Our rebranding for Stockholms stad was initiated by the need to coherently communicate a wide range of offerings, everything from world museums to scavenging. Stockholm is taking a giant leap forward, fueling its progress with the help of one strong vision, identity and statement. Stockholm is truly becoming the Capital of Scandinavia.
The updated brand is flexible enough to support the city’s many functions and responsibilities and is orbiting around the taylor-made typeface Stockholm Type and the clarified symbol of St:Erik — the patron of Stockholm.
The city’s logo has featured the effigy of St. Erik — also appearing on its coat of arms — for some time and this latest rendition clearly marks he is not going anywhere. While his portrait remains the same from the previous version, everything around him has changed. Gone is the antiquated serif previously surrounding him (literally) and in its place is a new, custom sans serif with the look and feel of contemporary design. A heavily geometric typeface that looks like a lot of others of its kind but with a couple of interesting hints of unique flavor like the lowercase “a”, “b”, “d”, etc. where the stem cuts directly through the circle. It’s not groundbreaking typography but it’s nice, clean, and modern, which is way more than could be said about the previous logo.

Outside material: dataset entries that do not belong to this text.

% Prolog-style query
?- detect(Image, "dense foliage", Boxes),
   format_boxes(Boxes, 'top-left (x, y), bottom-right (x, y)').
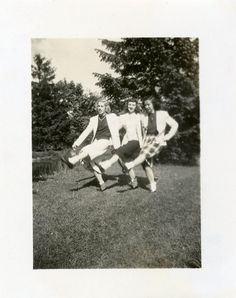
top-left (94, 38), bottom-right (199, 164)
top-left (32, 54), bottom-right (99, 151)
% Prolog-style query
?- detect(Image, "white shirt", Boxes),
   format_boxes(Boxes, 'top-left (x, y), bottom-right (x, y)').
top-left (119, 113), bottom-right (142, 145)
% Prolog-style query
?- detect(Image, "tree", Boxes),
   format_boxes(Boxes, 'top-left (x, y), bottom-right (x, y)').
top-left (54, 79), bottom-right (85, 145)
top-left (32, 54), bottom-right (101, 151)
top-left (32, 54), bottom-right (56, 84)
top-left (32, 54), bottom-right (71, 150)
top-left (94, 38), bottom-right (199, 164)
top-left (68, 90), bottom-right (102, 145)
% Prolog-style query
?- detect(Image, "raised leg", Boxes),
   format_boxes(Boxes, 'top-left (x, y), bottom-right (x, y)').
top-left (68, 149), bottom-right (88, 165)
top-left (125, 153), bottom-right (146, 170)
top-left (99, 154), bottom-right (119, 171)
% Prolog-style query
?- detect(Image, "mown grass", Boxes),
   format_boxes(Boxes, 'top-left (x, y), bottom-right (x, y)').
top-left (33, 163), bottom-right (201, 268)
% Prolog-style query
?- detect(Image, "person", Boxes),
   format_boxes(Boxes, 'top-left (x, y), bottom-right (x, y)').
top-left (60, 99), bottom-right (120, 191)
top-left (136, 98), bottom-right (143, 113)
top-left (95, 98), bottom-right (143, 189)
top-left (124, 96), bottom-right (179, 192)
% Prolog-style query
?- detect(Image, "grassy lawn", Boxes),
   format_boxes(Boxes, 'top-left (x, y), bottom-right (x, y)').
top-left (33, 163), bottom-right (201, 269)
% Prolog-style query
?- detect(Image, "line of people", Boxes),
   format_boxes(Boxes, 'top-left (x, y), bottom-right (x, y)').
top-left (61, 96), bottom-right (178, 192)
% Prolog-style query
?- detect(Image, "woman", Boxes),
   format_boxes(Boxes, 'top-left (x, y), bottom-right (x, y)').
top-left (125, 96), bottom-right (179, 192)
top-left (61, 99), bottom-right (120, 191)
top-left (96, 97), bottom-right (143, 189)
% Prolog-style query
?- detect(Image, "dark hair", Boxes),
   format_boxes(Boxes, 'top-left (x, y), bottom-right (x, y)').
top-left (144, 96), bottom-right (160, 110)
top-left (127, 97), bottom-right (137, 104)
top-left (125, 97), bottom-right (140, 113)
top-left (144, 95), bottom-right (154, 103)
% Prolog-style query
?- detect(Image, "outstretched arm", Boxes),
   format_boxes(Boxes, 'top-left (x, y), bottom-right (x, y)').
top-left (72, 119), bottom-right (93, 149)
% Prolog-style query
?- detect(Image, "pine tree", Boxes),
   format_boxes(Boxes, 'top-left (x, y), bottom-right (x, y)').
top-left (32, 54), bottom-right (71, 150)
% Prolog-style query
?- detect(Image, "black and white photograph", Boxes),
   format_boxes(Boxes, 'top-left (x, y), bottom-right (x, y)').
top-left (32, 38), bottom-right (200, 269)
top-left (1, 1), bottom-right (236, 297)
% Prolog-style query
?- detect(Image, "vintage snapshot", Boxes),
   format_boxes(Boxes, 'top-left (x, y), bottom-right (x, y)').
top-left (32, 38), bottom-right (200, 269)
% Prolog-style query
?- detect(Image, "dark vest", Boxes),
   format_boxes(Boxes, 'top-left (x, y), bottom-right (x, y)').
top-left (147, 112), bottom-right (158, 135)
top-left (95, 116), bottom-right (111, 140)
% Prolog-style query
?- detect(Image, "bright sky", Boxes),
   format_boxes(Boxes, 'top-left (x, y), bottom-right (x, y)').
top-left (31, 39), bottom-right (116, 94)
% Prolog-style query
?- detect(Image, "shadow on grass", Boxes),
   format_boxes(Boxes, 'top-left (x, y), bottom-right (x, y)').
top-left (115, 176), bottom-right (150, 191)
top-left (71, 174), bottom-right (120, 191)
top-left (76, 175), bottom-right (95, 183)
top-left (71, 172), bottom-right (150, 193)
top-left (71, 178), bottom-right (97, 191)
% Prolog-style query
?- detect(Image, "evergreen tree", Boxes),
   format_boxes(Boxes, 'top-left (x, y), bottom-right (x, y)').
top-left (32, 54), bottom-right (71, 150)
top-left (54, 79), bottom-right (85, 144)
top-left (94, 38), bottom-right (199, 164)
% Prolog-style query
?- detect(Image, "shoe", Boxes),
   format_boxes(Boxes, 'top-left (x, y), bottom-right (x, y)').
top-left (100, 182), bottom-right (107, 191)
top-left (150, 182), bottom-right (157, 192)
top-left (60, 151), bottom-right (74, 169)
top-left (129, 178), bottom-right (138, 189)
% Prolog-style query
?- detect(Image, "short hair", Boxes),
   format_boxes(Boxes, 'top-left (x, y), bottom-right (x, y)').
top-left (125, 97), bottom-right (140, 113)
top-left (95, 99), bottom-right (111, 114)
top-left (127, 97), bottom-right (137, 104)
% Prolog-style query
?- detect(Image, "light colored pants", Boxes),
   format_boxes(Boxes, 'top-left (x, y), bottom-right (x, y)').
top-left (81, 138), bottom-right (111, 160)
top-left (81, 139), bottom-right (111, 174)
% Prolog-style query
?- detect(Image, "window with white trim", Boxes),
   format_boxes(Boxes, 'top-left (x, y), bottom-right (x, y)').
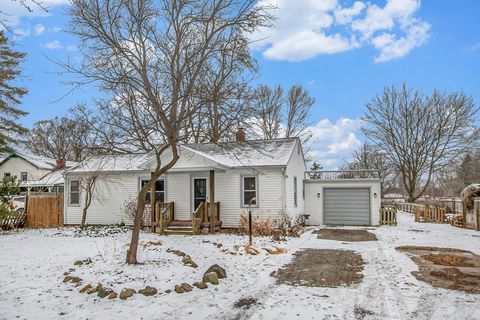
top-left (140, 179), bottom-right (165, 203)
top-left (69, 180), bottom-right (80, 205)
top-left (21, 172), bottom-right (27, 182)
top-left (4, 172), bottom-right (11, 179)
top-left (294, 176), bottom-right (298, 207)
top-left (242, 176), bottom-right (258, 206)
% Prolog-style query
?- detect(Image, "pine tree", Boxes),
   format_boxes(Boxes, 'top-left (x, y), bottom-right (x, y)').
top-left (0, 30), bottom-right (28, 152)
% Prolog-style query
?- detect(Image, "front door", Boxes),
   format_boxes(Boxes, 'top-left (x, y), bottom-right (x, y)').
top-left (192, 178), bottom-right (208, 212)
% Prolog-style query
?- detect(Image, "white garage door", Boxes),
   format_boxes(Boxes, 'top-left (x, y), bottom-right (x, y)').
top-left (324, 188), bottom-right (370, 225)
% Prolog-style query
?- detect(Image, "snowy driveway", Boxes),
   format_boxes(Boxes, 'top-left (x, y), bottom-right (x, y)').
top-left (0, 212), bottom-right (479, 320)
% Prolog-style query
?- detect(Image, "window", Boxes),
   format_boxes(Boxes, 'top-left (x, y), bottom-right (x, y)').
top-left (294, 177), bottom-right (298, 207)
top-left (141, 179), bottom-right (165, 203)
top-left (21, 172), bottom-right (27, 182)
top-left (242, 176), bottom-right (258, 206)
top-left (69, 180), bottom-right (80, 205)
top-left (4, 172), bottom-right (11, 179)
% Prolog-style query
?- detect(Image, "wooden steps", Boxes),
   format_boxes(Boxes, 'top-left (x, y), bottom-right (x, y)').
top-left (163, 220), bottom-right (222, 235)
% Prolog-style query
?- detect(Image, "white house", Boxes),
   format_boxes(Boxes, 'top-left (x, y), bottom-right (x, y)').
top-left (63, 136), bottom-right (382, 229)
top-left (0, 153), bottom-right (76, 191)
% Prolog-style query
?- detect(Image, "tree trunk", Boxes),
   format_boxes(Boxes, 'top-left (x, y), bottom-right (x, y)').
top-left (126, 199), bottom-right (146, 264)
top-left (81, 208), bottom-right (87, 230)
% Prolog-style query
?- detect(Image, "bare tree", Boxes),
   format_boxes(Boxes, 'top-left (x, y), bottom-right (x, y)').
top-left (252, 84), bottom-right (314, 145)
top-left (253, 85), bottom-right (283, 139)
top-left (362, 84), bottom-right (479, 202)
top-left (66, 0), bottom-right (272, 264)
top-left (0, 0), bottom-right (49, 30)
top-left (344, 142), bottom-right (397, 194)
top-left (27, 108), bottom-right (100, 161)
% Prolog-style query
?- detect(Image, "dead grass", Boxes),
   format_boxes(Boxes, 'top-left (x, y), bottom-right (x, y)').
top-left (274, 249), bottom-right (364, 287)
top-left (397, 246), bottom-right (480, 294)
top-left (239, 213), bottom-right (304, 241)
top-left (314, 229), bottom-right (378, 242)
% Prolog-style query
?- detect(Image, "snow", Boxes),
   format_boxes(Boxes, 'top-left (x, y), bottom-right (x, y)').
top-left (1, 213), bottom-right (479, 320)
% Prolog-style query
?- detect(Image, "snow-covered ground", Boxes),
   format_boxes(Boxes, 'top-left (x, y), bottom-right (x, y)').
top-left (0, 212), bottom-right (479, 320)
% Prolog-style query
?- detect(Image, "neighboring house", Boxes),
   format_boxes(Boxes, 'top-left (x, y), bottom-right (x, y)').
top-left (0, 153), bottom-right (76, 191)
top-left (64, 134), bottom-right (382, 228)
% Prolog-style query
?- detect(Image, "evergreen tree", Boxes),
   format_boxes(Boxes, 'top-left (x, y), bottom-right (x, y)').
top-left (0, 31), bottom-right (28, 152)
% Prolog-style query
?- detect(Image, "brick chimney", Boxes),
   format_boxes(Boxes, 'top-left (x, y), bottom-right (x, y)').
top-left (56, 159), bottom-right (66, 169)
top-left (235, 127), bottom-right (246, 142)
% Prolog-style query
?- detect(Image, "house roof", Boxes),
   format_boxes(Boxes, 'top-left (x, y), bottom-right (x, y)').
top-left (0, 152), bottom-right (78, 170)
top-left (21, 169), bottom-right (66, 188)
top-left (67, 138), bottom-right (300, 173)
top-left (183, 138), bottom-right (299, 167)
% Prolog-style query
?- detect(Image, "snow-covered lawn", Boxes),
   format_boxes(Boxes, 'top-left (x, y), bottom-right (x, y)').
top-left (1, 212), bottom-right (479, 320)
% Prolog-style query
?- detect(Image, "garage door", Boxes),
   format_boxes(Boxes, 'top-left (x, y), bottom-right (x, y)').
top-left (324, 188), bottom-right (370, 225)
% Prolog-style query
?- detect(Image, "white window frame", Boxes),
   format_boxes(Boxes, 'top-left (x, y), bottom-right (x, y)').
top-left (294, 176), bottom-right (298, 207)
top-left (21, 172), bottom-right (27, 182)
top-left (4, 172), bottom-right (11, 179)
top-left (69, 180), bottom-right (80, 206)
top-left (139, 178), bottom-right (166, 203)
top-left (241, 176), bottom-right (258, 208)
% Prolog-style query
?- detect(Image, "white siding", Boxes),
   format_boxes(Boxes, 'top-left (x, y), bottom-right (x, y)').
top-left (216, 168), bottom-right (285, 227)
top-left (64, 173), bottom-right (140, 225)
top-left (165, 173), bottom-right (191, 220)
top-left (304, 180), bottom-right (381, 226)
top-left (0, 157), bottom-right (51, 182)
top-left (284, 140), bottom-right (307, 217)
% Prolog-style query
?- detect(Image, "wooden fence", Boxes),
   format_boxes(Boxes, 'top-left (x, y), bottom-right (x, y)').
top-left (26, 194), bottom-right (64, 228)
top-left (380, 207), bottom-right (397, 225)
top-left (395, 203), bottom-right (448, 224)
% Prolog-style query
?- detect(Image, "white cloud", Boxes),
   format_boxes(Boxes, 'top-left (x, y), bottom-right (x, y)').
top-left (306, 118), bottom-right (363, 169)
top-left (34, 23), bottom-right (46, 35)
top-left (44, 40), bottom-right (63, 49)
top-left (12, 28), bottom-right (31, 41)
top-left (470, 42), bottom-right (480, 51)
top-left (252, 0), bottom-right (430, 63)
top-left (0, 0), bottom-right (69, 28)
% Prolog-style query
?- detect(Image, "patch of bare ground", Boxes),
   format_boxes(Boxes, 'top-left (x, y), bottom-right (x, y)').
top-left (234, 297), bottom-right (257, 309)
top-left (354, 306), bottom-right (375, 320)
top-left (274, 249), bottom-right (364, 287)
top-left (397, 246), bottom-right (480, 294)
top-left (314, 229), bottom-right (378, 242)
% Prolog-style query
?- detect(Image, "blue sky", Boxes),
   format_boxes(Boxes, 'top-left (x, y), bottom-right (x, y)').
top-left (3, 0), bottom-right (480, 168)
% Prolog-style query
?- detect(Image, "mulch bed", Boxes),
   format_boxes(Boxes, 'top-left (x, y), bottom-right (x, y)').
top-left (273, 249), bottom-right (364, 287)
top-left (397, 246), bottom-right (480, 293)
top-left (314, 229), bottom-right (378, 242)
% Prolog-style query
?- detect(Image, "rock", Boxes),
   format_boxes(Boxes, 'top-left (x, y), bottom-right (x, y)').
top-left (175, 283), bottom-right (193, 293)
top-left (94, 283), bottom-right (103, 292)
top-left (119, 288), bottom-right (136, 300)
top-left (202, 272), bottom-right (219, 285)
top-left (138, 286), bottom-right (158, 296)
top-left (68, 268), bottom-right (75, 272)
top-left (216, 243), bottom-right (223, 248)
top-left (80, 284), bottom-right (92, 293)
top-left (97, 287), bottom-right (113, 298)
top-left (63, 276), bottom-right (82, 284)
top-left (74, 260), bottom-right (83, 266)
top-left (108, 292), bottom-right (118, 299)
top-left (193, 281), bottom-right (208, 289)
top-left (63, 272), bottom-right (70, 276)
top-left (182, 255), bottom-right (198, 268)
top-left (204, 264), bottom-right (227, 279)
top-left (165, 289), bottom-right (172, 294)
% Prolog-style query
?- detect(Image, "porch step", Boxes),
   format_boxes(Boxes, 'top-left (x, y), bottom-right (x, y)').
top-left (164, 229), bottom-right (194, 236)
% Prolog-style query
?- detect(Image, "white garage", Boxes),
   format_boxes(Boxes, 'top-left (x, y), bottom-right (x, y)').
top-left (304, 171), bottom-right (381, 226)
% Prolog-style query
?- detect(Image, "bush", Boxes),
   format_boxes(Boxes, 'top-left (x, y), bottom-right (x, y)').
top-left (239, 212), bottom-right (305, 241)
top-left (0, 202), bottom-right (15, 221)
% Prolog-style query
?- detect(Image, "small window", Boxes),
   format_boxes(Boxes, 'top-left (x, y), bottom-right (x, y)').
top-left (4, 172), bottom-right (11, 179)
top-left (21, 172), bottom-right (27, 182)
top-left (141, 179), bottom-right (165, 203)
top-left (294, 176), bottom-right (298, 207)
top-left (69, 180), bottom-right (80, 205)
top-left (242, 176), bottom-right (258, 206)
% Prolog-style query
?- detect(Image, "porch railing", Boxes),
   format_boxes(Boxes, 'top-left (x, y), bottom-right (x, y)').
top-left (152, 201), bottom-right (174, 233)
top-left (191, 201), bottom-right (220, 235)
top-left (305, 169), bottom-right (380, 180)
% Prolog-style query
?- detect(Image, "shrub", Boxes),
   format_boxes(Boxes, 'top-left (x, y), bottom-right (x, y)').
top-left (0, 202), bottom-right (15, 221)
top-left (239, 212), bottom-right (305, 241)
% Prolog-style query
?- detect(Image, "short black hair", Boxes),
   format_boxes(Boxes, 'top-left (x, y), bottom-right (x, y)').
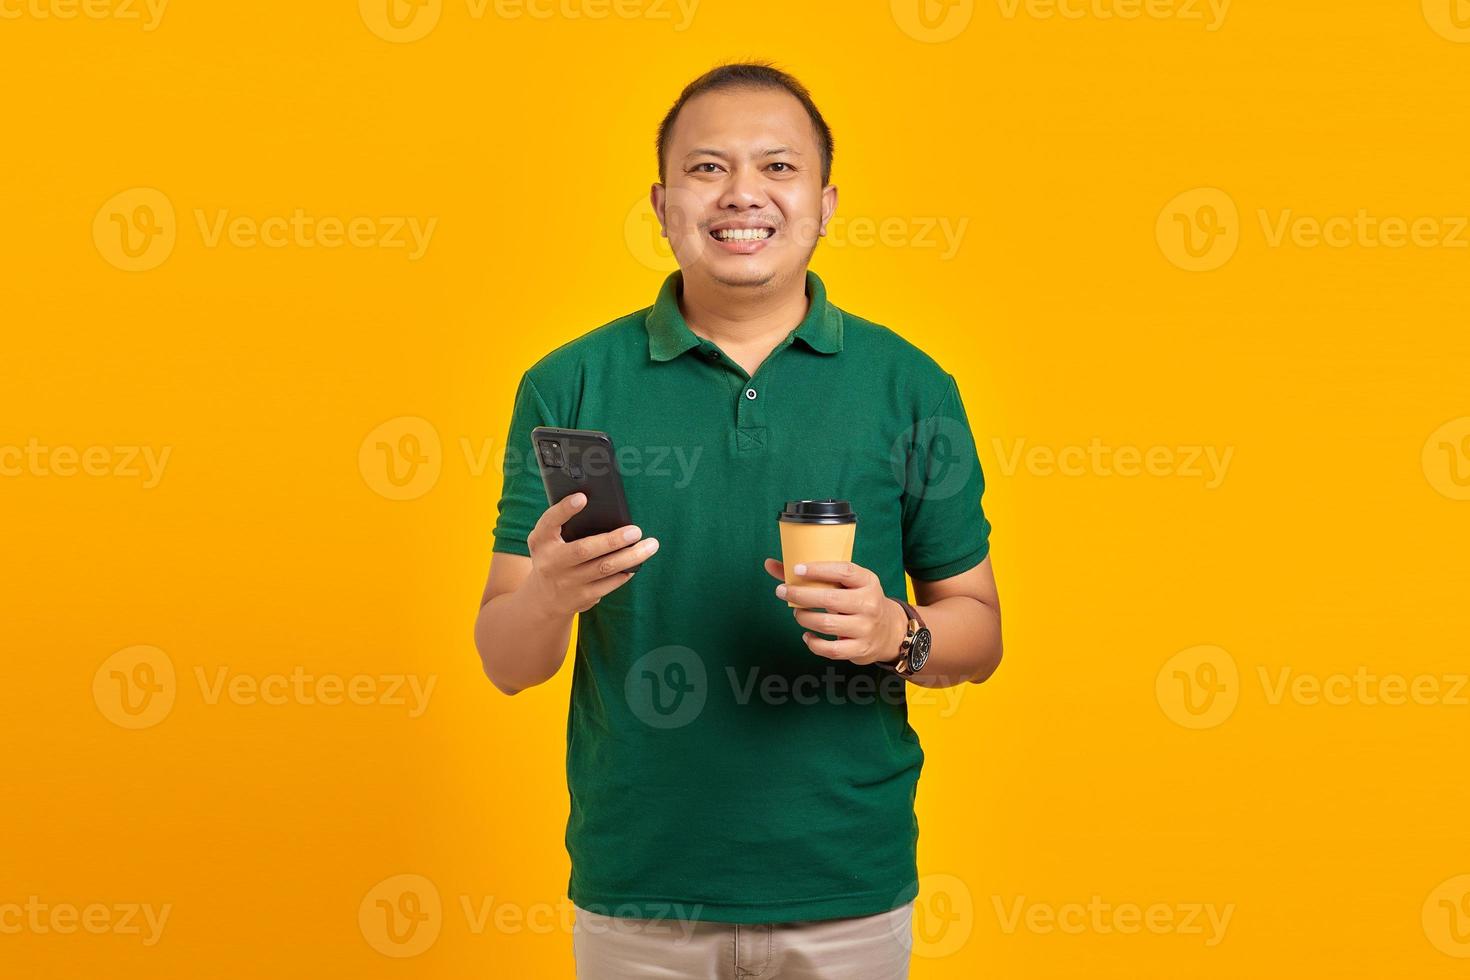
top-left (656, 62), bottom-right (834, 187)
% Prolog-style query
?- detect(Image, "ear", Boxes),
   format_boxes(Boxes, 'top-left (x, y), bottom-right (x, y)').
top-left (819, 184), bottom-right (838, 237)
top-left (650, 183), bottom-right (668, 237)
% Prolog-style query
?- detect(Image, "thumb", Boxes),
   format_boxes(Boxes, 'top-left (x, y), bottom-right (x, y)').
top-left (763, 557), bottom-right (786, 581)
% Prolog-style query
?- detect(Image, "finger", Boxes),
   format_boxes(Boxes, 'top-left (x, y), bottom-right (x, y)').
top-left (793, 608), bottom-right (870, 640)
top-left (574, 537), bottom-right (660, 582)
top-left (779, 583), bottom-right (862, 613)
top-left (801, 633), bottom-right (865, 661)
top-left (763, 558), bottom-right (785, 581)
top-left (557, 523), bottom-right (645, 571)
top-left (532, 491), bottom-right (588, 542)
top-left (529, 493), bottom-right (591, 558)
top-left (792, 561), bottom-right (872, 588)
top-left (583, 566), bottom-right (638, 602)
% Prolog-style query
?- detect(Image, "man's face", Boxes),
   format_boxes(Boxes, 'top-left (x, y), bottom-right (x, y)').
top-left (653, 87), bottom-right (836, 291)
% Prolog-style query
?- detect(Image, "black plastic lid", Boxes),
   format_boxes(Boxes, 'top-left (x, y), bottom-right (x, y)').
top-left (778, 499), bottom-right (857, 524)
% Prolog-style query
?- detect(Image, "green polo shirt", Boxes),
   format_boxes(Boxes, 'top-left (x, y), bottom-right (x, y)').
top-left (492, 268), bottom-right (992, 924)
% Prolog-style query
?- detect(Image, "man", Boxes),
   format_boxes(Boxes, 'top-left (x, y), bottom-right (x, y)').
top-left (474, 62), bottom-right (1003, 979)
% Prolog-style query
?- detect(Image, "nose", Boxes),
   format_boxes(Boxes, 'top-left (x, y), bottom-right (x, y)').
top-left (718, 163), bottom-right (768, 210)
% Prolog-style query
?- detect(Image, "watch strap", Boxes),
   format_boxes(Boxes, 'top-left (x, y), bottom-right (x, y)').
top-left (897, 598), bottom-right (925, 630)
top-left (877, 598), bottom-right (923, 675)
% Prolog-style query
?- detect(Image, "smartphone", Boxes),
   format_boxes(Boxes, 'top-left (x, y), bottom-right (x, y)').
top-left (530, 426), bottom-right (641, 571)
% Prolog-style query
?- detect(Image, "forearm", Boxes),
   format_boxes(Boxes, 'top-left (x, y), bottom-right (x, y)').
top-left (475, 577), bottom-right (575, 696)
top-left (900, 594), bottom-right (1002, 689)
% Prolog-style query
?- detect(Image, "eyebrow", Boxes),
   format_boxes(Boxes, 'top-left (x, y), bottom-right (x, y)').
top-left (684, 146), bottom-right (803, 159)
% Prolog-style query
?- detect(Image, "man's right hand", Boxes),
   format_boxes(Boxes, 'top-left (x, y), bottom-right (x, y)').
top-left (525, 492), bottom-right (659, 616)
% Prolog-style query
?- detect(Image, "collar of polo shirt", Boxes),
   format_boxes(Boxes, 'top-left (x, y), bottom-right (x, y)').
top-left (644, 269), bottom-right (845, 362)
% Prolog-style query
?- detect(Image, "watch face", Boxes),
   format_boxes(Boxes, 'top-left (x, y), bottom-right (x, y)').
top-left (909, 628), bottom-right (932, 672)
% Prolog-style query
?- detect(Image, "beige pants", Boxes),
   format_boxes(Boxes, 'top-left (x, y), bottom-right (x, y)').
top-left (572, 902), bottom-right (913, 979)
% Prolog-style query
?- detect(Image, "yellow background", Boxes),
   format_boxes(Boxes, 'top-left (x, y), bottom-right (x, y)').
top-left (4, 0), bottom-right (1469, 976)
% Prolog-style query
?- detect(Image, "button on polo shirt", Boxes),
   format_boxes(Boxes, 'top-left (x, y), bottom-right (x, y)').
top-left (492, 268), bottom-right (992, 924)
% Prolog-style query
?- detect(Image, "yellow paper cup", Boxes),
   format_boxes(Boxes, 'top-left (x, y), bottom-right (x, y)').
top-left (777, 499), bottom-right (857, 608)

Removing the blue and yellow color palette that dominated the previous logo has opened up the identity to embrace a number of other, more vibrant colors and the St. Erik portrait works equally well in its white version on blocks of color or in black against white backgrounds. The identity isn’t so much about visual fireworks but about establishing a clear and expansive communication system for a city that, well, communicates a lot in different instances. The single typeface approach for city branding may not be the most exciting but it can be efficient and when it comes to the successful management of cities, efficiency is king.